# RNX



## Dilbert (Nov 20, 2016)

Anyone riding this rocket? Up 39% as I type this.


----------



## Dilbert (Nov 20, 2016)

Another big day for RNX.


----------



## toad (Mar 15, 2017)

Dilbert said:


> Anyone riding this rocket? Up 39% as I type this.


Yes, I am. Bought in at 0.22 and 0.39

Fingers crossed....


----------



## Dilbert (Nov 20, 2016)

Up 51% this morning on even more good news. Good luck!


----------



## toad (Mar 15, 2017)

Thanks!


----------



## Dilbert (Nov 20, 2016)

I wish I jumped in, early on. At least my wife did. Now I’ll have to be nice to her, I guess.:love_heart:


----------



## Dilbert (Nov 20, 2016)

105% in a day. I’ve never seen anything like it.


----------



## robfordlives (Sep 18, 2014)

Honestly how do people find these things? There are hundreds of dubious stocks on the venture exchange. This is now up 5X from the time it was mentioned. I will continue to hold my dividend stocks that plummet in value daily


----------



## james4beach (Nov 15, 2012)

It appears that the company was digging in the ground in Western Australia and -- a total surprise -- found a huge nugget of gold (they claim, assuming it's not a fraud).

There's now the possibility that there's more gold on their site. If that's the case, the company's value would increase. However if it turns out to be a one-off fluke, then the value (and share price) will plummet.
https://seekingalpha.com/article/4205558-rnc-minerals-sometimes-blind-squirrel-finds-nugget

Since it's a wild speculation whether or not there's more gold in the ground, buying this stock is just a total gamble on whether there's more gold (or not). I don't see the point in making that bet. Normally I'd say 50/50 odds, however, mining companies and penny stocks *tend to run a bit crooked* which skews your odds of success to less than 50%, IMO. You're also late to the party at this point. The stock has responded so much already that you're at a disadvantage. Buying the day of discovery is one thing. Buying after it's already gone up 10x over many days is entirely something else.

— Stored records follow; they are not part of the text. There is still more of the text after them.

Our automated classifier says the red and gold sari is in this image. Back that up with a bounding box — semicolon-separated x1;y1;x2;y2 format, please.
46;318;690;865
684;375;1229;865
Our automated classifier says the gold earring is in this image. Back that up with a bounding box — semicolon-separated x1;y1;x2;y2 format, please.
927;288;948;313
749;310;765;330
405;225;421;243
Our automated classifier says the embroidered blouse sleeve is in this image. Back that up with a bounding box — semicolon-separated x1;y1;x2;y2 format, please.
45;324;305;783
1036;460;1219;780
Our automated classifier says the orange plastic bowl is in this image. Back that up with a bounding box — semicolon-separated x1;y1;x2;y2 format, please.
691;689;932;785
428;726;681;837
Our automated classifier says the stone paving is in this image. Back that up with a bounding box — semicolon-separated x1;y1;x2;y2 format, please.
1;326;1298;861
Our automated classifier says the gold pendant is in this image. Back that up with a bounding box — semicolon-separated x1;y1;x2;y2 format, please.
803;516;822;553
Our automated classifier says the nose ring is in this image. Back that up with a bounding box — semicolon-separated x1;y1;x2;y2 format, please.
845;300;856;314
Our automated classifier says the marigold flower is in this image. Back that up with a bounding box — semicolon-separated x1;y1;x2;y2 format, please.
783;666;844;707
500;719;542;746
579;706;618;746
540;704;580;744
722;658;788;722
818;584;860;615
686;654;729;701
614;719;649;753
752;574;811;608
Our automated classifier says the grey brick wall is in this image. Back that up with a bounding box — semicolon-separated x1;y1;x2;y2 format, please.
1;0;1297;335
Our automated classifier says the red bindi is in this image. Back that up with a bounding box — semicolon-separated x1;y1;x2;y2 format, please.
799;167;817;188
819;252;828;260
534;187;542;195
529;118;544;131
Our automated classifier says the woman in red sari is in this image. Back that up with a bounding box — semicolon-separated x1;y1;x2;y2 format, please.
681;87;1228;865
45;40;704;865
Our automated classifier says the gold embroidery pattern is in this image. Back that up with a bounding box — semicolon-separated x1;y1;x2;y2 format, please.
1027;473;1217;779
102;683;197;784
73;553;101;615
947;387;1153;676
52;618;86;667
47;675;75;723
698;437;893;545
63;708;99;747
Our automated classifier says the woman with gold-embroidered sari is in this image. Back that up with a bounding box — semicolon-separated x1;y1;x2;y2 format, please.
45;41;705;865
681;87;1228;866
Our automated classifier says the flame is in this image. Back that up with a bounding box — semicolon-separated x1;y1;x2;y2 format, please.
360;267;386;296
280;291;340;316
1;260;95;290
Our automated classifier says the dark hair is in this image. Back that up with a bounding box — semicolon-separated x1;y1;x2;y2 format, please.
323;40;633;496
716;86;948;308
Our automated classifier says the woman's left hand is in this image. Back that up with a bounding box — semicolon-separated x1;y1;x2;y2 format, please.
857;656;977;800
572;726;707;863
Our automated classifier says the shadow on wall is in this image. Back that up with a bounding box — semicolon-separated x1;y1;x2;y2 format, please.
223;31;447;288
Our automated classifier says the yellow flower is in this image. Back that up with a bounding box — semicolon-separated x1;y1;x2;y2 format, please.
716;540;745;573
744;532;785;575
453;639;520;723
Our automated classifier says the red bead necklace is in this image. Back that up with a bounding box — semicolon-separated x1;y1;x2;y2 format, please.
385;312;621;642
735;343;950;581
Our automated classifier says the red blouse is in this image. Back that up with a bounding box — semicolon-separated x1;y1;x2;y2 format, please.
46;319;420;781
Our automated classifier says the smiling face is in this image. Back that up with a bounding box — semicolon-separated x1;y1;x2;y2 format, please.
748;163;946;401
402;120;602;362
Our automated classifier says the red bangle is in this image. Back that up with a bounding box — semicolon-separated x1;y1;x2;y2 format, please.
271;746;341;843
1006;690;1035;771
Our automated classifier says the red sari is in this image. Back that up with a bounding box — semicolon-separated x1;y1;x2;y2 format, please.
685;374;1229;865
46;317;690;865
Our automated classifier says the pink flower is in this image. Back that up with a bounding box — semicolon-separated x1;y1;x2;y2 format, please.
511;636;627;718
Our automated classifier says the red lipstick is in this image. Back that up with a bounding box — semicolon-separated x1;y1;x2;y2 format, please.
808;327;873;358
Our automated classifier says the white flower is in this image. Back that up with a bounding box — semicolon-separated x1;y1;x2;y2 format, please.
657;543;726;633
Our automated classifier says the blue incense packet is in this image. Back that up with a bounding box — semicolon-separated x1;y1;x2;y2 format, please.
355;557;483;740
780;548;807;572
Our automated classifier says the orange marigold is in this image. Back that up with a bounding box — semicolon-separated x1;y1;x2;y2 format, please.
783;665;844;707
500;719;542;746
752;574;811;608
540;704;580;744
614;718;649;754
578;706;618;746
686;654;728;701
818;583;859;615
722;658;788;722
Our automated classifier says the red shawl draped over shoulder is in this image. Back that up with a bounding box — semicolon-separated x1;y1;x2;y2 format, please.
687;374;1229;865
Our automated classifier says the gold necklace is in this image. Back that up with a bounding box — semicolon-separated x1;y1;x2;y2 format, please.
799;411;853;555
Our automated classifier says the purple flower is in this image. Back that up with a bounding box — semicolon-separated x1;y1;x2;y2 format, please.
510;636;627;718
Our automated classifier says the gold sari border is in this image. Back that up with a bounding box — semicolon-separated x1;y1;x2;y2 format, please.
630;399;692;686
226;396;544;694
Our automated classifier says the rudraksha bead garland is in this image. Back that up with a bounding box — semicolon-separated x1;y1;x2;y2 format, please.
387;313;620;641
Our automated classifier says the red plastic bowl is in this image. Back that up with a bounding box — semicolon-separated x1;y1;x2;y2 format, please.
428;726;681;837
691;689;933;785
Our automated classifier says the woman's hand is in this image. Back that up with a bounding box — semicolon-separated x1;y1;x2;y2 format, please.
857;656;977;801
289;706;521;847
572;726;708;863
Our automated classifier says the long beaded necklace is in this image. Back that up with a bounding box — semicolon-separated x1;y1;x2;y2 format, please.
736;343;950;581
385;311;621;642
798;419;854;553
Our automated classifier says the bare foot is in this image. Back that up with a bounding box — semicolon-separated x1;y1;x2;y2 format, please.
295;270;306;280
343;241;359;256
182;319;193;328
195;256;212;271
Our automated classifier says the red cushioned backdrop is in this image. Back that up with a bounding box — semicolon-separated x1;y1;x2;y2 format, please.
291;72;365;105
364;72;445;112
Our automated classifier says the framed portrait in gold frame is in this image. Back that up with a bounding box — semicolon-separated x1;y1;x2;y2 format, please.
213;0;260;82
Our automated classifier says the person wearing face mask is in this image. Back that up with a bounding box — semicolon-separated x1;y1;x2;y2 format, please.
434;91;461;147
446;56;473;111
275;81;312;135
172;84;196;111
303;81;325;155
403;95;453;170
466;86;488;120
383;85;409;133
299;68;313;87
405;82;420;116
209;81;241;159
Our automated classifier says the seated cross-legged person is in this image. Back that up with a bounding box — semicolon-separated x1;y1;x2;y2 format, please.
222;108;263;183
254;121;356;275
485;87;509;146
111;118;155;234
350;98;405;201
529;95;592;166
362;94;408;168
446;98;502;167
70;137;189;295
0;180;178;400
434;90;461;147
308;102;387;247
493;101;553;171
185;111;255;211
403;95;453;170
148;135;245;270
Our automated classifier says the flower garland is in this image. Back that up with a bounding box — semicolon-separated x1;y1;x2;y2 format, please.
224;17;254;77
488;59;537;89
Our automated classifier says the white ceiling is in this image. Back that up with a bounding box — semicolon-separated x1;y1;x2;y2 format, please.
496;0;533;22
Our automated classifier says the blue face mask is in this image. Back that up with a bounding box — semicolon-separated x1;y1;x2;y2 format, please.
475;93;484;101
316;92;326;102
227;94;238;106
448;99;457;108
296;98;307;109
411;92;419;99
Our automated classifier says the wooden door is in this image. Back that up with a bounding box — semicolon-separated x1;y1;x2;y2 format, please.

Rough guess, odds of walking away with a profit if you buy today might be something like 1/4. Still better than a lottery ticket, I guess.

It would probably be smarter to apply your money to your asset allocation strategy. Making wild bets like this one, you're generally going to lose over time.


----------



## Dilbert (Nov 20, 2016)

Looks like some profit taking today. It will be interesting to see how it fares over the short and long term.


----------



## OnlyMyOpinion (Sep 1, 2013)

james4beach said:


> It appears that the company was digging in the ground in Western Australia and -- a total surprise -- found a huge nugget of gold (they claim, assuming it's not a fraud).
> 
> There's now the possibility that there's more gold on their site. If that's the case, the company's value would increase. However if it turns out to be a one-off fluke, then the value (and share price) will plummet.
> https://seekingalpha.com/article/4205558-rnc-minerals-sometimes-blind-squirrel-finds-nugget


Just to clarify, what I understand is that this was an in-situ gold intersection encountered within their existing Beta Hunt gold mine - much different than a gold 'nugget' and quite misleading for articles to refer to it as that.
We already know more gold exists (it's an operating gold mine) but caveats as to the extent of the intersection, and the fair share value of the company still apply. Otherwise, as described and pictured, it is an extraordinary 'sweet spot'.
One is reminded of Bre-X, although salting core values is arguably easier than coming up with the gold samples pictured. Presumably an independent party has confirmed their veracity.

Not a sandbox I play in any more but I can understand the excitement.

http://www.rncminerals.com/2018-09-09-New-Discovery-Yields-9-000-ounces-of-High-Grade-Coarse-Gold-from-Single-Cut-at-Beta-Hunt-Mine#assets_all


----------



## james4beach (Nov 15, 2012)

Down 36% today. Anyone playing with this stock should be prepared to maybe lose 90% or more.


----------



## Dilbert (Nov 20, 2016)

Well J4B, it’s hanging in there. :satellite:


----------



## james4beach (Nov 15, 2012)

Dilbert said:


> Well J4B, it’s hanging in there. :satellite:


Yes, it's still up there at $0.91. So what's your exit strategy? When will you sell and realize your profit?


----------



## Dilbert (Nov 20, 2016)

james4beach said:


> Yes, it's still up there at $0.91. So what's your exit strategy? When will you sell and realize your profit?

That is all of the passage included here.